Milliyetçi Hareket Partisi (MHP) Genel Başkan Yardımcısı Semih Yalçın, Cumhuriyet Halk Partisi (CHP) yönetiminin, Türkiye'de seçimlerin yeni yapılmasına rağmen "durduk yerde bir seçim ve cumhurbaşkanı adaylığı meselesi" çıkardığını ve bunun parti içindeki "dalgalanmaları körüklediğini" ileri sürdü.
CHP’yi yaman bir demokrasi ve hukuk imtihanı beklediğini belirten Yalçın, "Milletimizin huzuru bilerek kaçırılmış, barış iklimi bilinçli olarak baltalanmıştır" dedi.
Bununla birlikte, Yalçın, CHP'nin üzerine "vesayet gölgesi", belediyeler dâhil, bütün örgütlerine de "şaibe ateşi" düştüğünü iddia etti.
MHP'li Yalçın, İmamoğlu'nun gözaltına alınıp tutuklanmasıyla başlayan sürece ilişkin şunları kaydetti:
"İstanbul Büyükşehir Belediyesi başta olmak üzere, CHP’nin en büyük metropolümüzdeki belediyelerinde ayyuka çıkan hukuksuzluk ve yolsuzlukların araştırılması için bağımsız yargı erkinin devreye girmesi sonrasında, CHP yönetiminin sahneye koyduğu antidemokratik tiyatroyu millet olarak büyük bir ibret ve hayretle seyretmekteyiz."
"Sağduyu ve soğukkanlılık yerine, CHP’yi bir telaş ve vehim dalgası kaplamıştır"
"CHP, usulet ve suhuletin hâkim olduğu bir politika ile karşılık vermek yerine, huşunet ve şiddeti tercih etmiştir" diyen Yalçın, sözlerini şöyle sürdürdü:
"Sağduyu ve soğukkanlılık yerine, CHP’yi bir telaş ve vehim dalgası kaplamıştır. CHP yönetimi; partiye dönük suçlama ve iddiaların varabileceği yeri hesaplamadan, peşinen şiddetli bir tepkisellik sergilemiştir.

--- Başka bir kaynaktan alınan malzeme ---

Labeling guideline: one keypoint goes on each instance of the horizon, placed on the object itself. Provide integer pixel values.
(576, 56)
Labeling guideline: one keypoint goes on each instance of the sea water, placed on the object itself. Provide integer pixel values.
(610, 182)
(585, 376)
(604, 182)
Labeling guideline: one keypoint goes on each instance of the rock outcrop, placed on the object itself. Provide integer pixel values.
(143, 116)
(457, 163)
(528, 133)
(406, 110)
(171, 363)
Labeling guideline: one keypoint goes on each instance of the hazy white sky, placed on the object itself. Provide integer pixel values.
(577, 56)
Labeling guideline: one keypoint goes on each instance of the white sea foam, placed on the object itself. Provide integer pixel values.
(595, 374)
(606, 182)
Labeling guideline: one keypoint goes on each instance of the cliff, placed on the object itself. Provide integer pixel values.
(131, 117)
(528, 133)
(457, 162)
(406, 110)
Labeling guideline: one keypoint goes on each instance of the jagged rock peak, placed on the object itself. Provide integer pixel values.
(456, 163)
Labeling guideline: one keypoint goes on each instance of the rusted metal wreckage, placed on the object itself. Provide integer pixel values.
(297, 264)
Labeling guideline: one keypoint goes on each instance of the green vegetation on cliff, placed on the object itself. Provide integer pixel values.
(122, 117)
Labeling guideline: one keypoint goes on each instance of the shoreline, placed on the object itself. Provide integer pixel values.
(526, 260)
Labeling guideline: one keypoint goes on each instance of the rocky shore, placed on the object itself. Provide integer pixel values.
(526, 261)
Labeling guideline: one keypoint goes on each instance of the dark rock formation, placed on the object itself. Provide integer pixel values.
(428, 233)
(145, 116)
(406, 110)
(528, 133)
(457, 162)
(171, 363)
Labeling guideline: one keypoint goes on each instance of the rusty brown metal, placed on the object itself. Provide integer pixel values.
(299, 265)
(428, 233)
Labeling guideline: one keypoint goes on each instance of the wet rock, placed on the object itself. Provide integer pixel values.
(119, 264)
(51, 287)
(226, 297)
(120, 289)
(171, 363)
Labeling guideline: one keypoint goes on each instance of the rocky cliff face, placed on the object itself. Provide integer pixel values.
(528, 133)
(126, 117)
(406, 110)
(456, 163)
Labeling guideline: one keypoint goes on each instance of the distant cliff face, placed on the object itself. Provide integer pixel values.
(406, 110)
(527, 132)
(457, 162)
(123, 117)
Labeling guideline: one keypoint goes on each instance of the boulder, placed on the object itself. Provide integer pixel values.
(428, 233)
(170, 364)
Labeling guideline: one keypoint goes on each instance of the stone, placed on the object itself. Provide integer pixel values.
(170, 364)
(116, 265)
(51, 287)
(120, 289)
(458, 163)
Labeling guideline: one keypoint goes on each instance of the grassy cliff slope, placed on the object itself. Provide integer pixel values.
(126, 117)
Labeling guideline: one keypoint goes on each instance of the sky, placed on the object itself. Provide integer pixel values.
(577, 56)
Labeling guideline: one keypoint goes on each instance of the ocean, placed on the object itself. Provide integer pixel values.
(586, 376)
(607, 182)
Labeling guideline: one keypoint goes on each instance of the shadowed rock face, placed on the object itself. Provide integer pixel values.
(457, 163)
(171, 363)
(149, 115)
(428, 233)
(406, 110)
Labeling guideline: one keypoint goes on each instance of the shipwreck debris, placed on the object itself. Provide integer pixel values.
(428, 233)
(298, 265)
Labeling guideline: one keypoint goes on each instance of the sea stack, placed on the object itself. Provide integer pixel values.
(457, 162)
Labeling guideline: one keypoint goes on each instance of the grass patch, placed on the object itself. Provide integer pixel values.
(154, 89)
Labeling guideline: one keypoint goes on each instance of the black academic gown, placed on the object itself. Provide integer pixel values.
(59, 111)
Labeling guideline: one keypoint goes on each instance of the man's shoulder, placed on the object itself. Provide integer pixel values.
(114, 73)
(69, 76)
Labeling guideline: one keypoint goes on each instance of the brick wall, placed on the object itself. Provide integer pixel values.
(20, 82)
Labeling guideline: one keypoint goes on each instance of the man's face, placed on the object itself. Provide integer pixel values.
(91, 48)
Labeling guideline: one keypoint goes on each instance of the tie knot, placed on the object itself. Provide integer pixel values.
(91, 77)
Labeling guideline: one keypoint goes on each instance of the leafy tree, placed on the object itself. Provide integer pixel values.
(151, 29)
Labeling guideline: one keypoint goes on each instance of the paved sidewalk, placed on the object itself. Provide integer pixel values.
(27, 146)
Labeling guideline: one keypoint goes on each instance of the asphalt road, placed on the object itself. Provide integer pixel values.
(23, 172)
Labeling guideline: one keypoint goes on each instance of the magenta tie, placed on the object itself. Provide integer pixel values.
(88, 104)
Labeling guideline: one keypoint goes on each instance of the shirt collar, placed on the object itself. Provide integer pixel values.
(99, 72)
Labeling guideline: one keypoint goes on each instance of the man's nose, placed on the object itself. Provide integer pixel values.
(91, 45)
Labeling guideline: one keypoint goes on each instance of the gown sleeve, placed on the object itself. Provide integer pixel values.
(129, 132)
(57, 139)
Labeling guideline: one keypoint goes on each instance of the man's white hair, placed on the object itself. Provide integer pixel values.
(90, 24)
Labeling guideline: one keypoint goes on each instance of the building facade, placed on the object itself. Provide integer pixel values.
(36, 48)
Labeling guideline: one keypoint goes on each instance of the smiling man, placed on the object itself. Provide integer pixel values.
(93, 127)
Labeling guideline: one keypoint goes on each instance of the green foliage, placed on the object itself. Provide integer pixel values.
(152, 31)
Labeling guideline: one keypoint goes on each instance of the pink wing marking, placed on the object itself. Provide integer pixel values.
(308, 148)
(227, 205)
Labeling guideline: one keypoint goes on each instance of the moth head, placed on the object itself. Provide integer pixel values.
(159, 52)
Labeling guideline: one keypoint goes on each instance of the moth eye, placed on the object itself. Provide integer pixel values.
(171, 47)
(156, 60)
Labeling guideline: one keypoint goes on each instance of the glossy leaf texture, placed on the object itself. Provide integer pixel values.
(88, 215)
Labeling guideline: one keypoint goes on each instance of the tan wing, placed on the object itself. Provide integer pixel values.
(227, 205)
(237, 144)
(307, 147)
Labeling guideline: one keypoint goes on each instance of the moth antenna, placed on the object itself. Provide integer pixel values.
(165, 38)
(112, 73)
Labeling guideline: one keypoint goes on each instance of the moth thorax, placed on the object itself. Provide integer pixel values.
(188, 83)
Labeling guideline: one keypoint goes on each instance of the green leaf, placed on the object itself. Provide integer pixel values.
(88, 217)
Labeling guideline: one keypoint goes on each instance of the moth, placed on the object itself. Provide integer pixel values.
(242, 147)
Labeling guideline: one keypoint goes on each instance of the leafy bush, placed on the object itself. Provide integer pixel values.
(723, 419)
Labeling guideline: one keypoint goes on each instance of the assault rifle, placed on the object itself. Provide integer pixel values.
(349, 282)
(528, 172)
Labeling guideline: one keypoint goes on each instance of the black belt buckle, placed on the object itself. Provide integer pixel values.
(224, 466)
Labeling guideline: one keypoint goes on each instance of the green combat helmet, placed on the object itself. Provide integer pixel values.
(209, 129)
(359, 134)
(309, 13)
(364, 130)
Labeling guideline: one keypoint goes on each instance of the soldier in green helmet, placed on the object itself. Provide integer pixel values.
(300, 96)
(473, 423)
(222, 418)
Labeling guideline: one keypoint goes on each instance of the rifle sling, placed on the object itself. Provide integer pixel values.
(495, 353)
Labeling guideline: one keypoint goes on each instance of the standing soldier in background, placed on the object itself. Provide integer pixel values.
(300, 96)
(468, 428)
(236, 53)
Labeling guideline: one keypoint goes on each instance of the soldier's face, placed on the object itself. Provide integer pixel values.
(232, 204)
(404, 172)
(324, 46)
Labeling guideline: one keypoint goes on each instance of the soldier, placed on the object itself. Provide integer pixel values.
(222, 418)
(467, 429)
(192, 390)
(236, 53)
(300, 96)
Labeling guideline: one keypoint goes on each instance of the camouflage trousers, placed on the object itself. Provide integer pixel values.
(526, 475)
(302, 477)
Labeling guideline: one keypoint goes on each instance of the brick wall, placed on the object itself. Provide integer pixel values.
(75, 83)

Partiyi bu derin açmaza, suçlamaların ve şaibelerin odağındaki CHP’li belediyeler tarafından atılan devasa yanlış adımlar sürüklemiştir."
"CHP, kendi iç kavgalarının ceremesini çekmektedir"
Öte yandan, CHP sözcülerinin "belediyelerinde yaşananlar karşısında çözümü sokakta, şiddet eyleminde aradığını" ileri süren Yalçın, açıklamasına şu sözlerle devam etti:
"CHP sözcüleri; parti büyük ve çetrefil sorunların anaforuna yuvarlanınca, sözün hüküm ve değerini bitirmiş, çözüm yollarını daha başından tüketmiştir.
CHP’nin geleneksel politika anlayışı öteden beri böyle değil midir?
CHP sözcülerinin İstanbul’daki belediyelerle ilgili yargının hukuki tasarrufları dolayısıyla iktidarı suçlaması da boşunadır.
Aslında CHP, kendi iç kavgalarının ceremesini çekmektedir.
CHP’li belediyelerdeki yolsuzlukların araştırılmasını isteyenler, CHP’den şikâyetçi olanlar, aynı camianın mensuplarıdır.
CHP Genel Başkanı Özgür Özel, bu acı gerçeği hasıraltı etmek istercesine topu taca atmakta, konuyla hiç ilgisi olmayanları iftira ve itham bombardımanına tutmaktadır.
Özel; hukuk önünde hesap vermeyi değil, çatışarak kazanç sağlamayı tercih etmektedir.
CHP’yi acemice, beceriksizce yöneten Özgür Özel; partiye darbe yapıldığı bahanesiyle toplumsal barışa, halkın huzuruna darbe vurmaktadır."